After incumbent Sen. Catherine Cortez Masto released a searing ad portraying him as a spoiled “son of Washington” Laxalt is out with what will be a three-part ad series that zeroes in on his biography. 

The Cortez Masto ad calls out Laxalt’s past sins: He hit a cop, flunked out of college and his family connections bailed him out. In the background, music plays that’s similar to “Succession,” the Emmy-award winning HBO series about the ruthless tactics behind maintaining a multinational family business. 

Laxalt’s ads, first provided to NBC News, are personal testimonials describing a son of a single mother and an addiction survivor who steered himself back on track. He served his country by volunteering in Iraq. His wife vouches for him as the family’s protector. He’s a loving father who is laughing with his children, lifting up his 9-month-old daughter Lilliana. 

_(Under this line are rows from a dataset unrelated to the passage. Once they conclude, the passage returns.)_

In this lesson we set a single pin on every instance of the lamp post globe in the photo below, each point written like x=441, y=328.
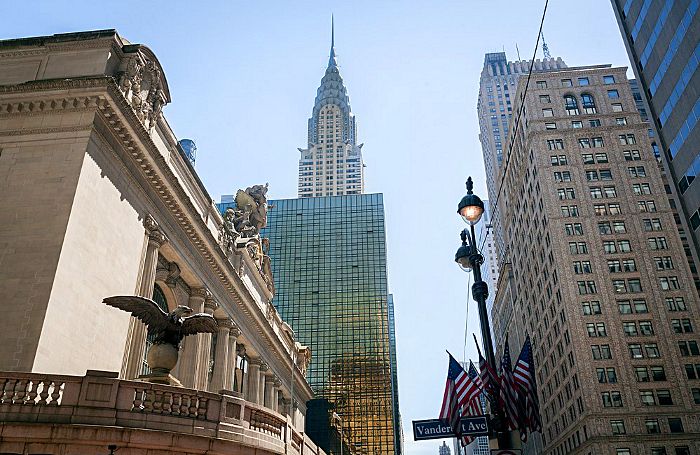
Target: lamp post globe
x=463, y=254
x=471, y=207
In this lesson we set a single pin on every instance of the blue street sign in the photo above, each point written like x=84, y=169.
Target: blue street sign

“As a teenager, I was going the wrong direction. I suffered with addiction. But the people who loved me, got me help. I turned my life around. That taught me, helping others gives life meaning,” Laxalt says in one of the ads. “That’s why I volunteered to serve in Iraq, and as Nevada’s Attorney General. Right now, America is going the wrong direction. People are hurting and I want to help. I want to serve.”

Laxalt’s camp notes that the former attorney general graduated Magna Cum Laude from Georgetown University, served as a lieutenant in the U.S. States Navy from 2005 to 2010 and volunteered to deploy to a combat zone in Iraq In 2007.  

The back and forth ads ensue as the sprint to the November election began in earnest after Labor Day in what’s expected to be by all measures one of the tightest Senate contests in the country.  

While the most recent poll in Nevada shows Cortez Masto holding onto a slim lead, that’s after the incumbent Democrat significantly outspent Laxalt on TV ads. From June to Aug. 25, Democrats backing Cortez Masto spent a total of more than $20 million on ads while Republican spending was at $12.6 million, according to AdImpact, an ad tracking firm.  

That most recent poll, which was AARP-commissioned, had Cortez Masto leading by just four points — within the margin of error.